Newly released records shed light on 2d term

June 24, 2009|Cal Woodward, Associated Press

WASHINGTON - When the Watergate scandal grew into a full-bore crisis, Richard Nixon’s aides hatched a plan to save his presidency: Convince lawmakers and the public that the Watergate prosecutor was a zealot holding a “pistol to the head’’ of the president. It didn’t work.

Memos and recordings released yesterday by the Nixon Presidential Library shed light on fateful moments of Nixon’s second term.

They also give insights into a well-known characteristic of Nixon and his aides - a hair-trigger sensitivity to political rivals and quick resort to machinations against them.

A 1972 meeting between Nixon and his chief of staff produced an informal directive to “destroy’’ the “pip-squeak’’ running for Democratic vice president, according to scribbled notes.

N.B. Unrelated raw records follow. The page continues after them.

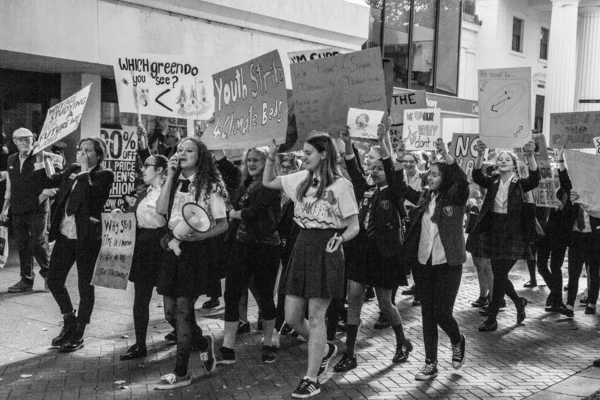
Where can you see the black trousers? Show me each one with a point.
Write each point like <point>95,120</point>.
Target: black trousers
<point>437,287</point>
<point>66,252</point>
<point>30,232</point>
<point>585,247</point>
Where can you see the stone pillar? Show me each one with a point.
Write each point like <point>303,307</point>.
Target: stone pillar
<point>588,59</point>
<point>562,60</point>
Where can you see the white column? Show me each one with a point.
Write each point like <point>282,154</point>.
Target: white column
<point>588,59</point>
<point>562,60</point>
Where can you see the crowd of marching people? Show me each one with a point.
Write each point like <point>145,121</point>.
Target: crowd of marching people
<point>332,224</point>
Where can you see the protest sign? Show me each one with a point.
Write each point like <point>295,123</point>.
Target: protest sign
<point>164,85</point>
<point>307,55</point>
<point>251,105</point>
<point>114,260</point>
<point>462,149</point>
<point>62,119</point>
<point>574,130</point>
<point>326,88</point>
<point>584,171</point>
<point>121,159</point>
<point>505,107</point>
<point>422,127</point>
<point>363,123</point>
<point>404,99</point>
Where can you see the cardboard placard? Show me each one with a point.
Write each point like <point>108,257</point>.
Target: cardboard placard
<point>584,171</point>
<point>62,119</point>
<point>505,107</point>
<point>116,254</point>
<point>164,85</point>
<point>251,106</point>
<point>363,123</point>
<point>121,157</point>
<point>422,127</point>
<point>325,89</point>
<point>574,130</point>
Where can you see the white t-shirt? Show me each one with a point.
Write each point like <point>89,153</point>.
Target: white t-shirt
<point>329,212</point>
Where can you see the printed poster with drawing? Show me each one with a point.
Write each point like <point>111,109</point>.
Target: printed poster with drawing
<point>164,85</point>
<point>505,107</point>
<point>422,127</point>
<point>116,254</point>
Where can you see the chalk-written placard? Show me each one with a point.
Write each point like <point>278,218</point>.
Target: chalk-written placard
<point>325,89</point>
<point>114,261</point>
<point>505,107</point>
<point>62,119</point>
<point>584,171</point>
<point>164,85</point>
<point>363,123</point>
<point>422,127</point>
<point>121,159</point>
<point>574,130</point>
<point>251,105</point>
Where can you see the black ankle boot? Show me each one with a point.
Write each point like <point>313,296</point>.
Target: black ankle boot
<point>69,326</point>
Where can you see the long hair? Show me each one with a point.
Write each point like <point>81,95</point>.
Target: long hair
<point>262,153</point>
<point>328,171</point>
<point>207,174</point>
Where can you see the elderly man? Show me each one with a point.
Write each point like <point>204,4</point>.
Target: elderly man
<point>28,203</point>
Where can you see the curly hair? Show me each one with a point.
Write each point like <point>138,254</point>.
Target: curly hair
<point>207,174</point>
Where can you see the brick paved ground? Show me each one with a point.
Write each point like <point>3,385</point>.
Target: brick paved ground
<point>511,363</point>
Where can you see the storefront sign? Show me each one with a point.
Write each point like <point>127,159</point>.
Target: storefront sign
<point>121,159</point>
<point>62,119</point>
<point>164,85</point>
<point>505,103</point>
<point>325,89</point>
<point>251,105</point>
<point>574,130</point>
<point>114,261</point>
<point>422,127</point>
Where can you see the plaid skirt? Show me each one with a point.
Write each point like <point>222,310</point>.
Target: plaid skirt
<point>501,243</point>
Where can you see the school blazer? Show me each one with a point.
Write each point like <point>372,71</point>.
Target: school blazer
<point>449,212</point>
<point>387,212</point>
<point>87,200</point>
<point>518,215</point>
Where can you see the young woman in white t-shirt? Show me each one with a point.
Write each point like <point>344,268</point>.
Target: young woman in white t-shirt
<point>326,211</point>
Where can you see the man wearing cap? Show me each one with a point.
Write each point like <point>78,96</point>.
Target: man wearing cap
<point>28,203</point>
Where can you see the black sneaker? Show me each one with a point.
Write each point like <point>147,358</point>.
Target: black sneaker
<point>345,364</point>
<point>269,354</point>
<point>402,352</point>
<point>306,388</point>
<point>225,356</point>
<point>429,371</point>
<point>458,353</point>
<point>325,362</point>
<point>208,357</point>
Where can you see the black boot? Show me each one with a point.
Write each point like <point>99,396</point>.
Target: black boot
<point>75,342</point>
<point>69,327</point>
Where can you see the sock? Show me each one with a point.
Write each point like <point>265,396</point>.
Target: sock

In a memo three years earlier, Nixon’s staff assistant describes placing the movements of the Kennedys under observation in Massachusetts after Edward M. Kennedy drove off a bridge in an accident that drowned his female companion.

The materials show Nixon as sharp-witted, crude, and sometimes surprisingly liberal.

In one letter, he solidly endorses the Equal Rights Amendment, saying that for 20 years “I have not altered my belief that equal rights for women warrant a constitutional guarantee.’’ The amendment failed.

Yet in a taped conversation with George H.W. Bush, then GOP chairman, he pitched the recruitment of pretty women in particular to run for the party, after two caught his eye in the South Carolina Legislature.

Watergate was a gathering drumbeat through it all. A nine-page handwritten note by Nixon domestic policy adviser Kenneth Cole reflects on the unfolding “Saturday night massacre,’’ when Nixon fired Watergate special prosecutor Archibald Cox and lost the two top Justice Department officials in October 1973.

Cox was pressing relentlessly for Nixon’s White House tape recordings as he investigated the president’s involvement in the Watergate coverup. Attorney General Elliot Richardson and his deputy, William D. Ruckelshaus, balked at Nixon’s decision to fire Cox - and were removed.

Cole recommended demonizing the investigator - a tactic President Clinton and his aides would try in his own impeachment drama years later, against prosecutor Kenneth Starr.

“Cox wanted to keep this an unending crisis of the body politic,’’ Cole wrote, laying out an argument for Nixon partisans that would be called talking points today.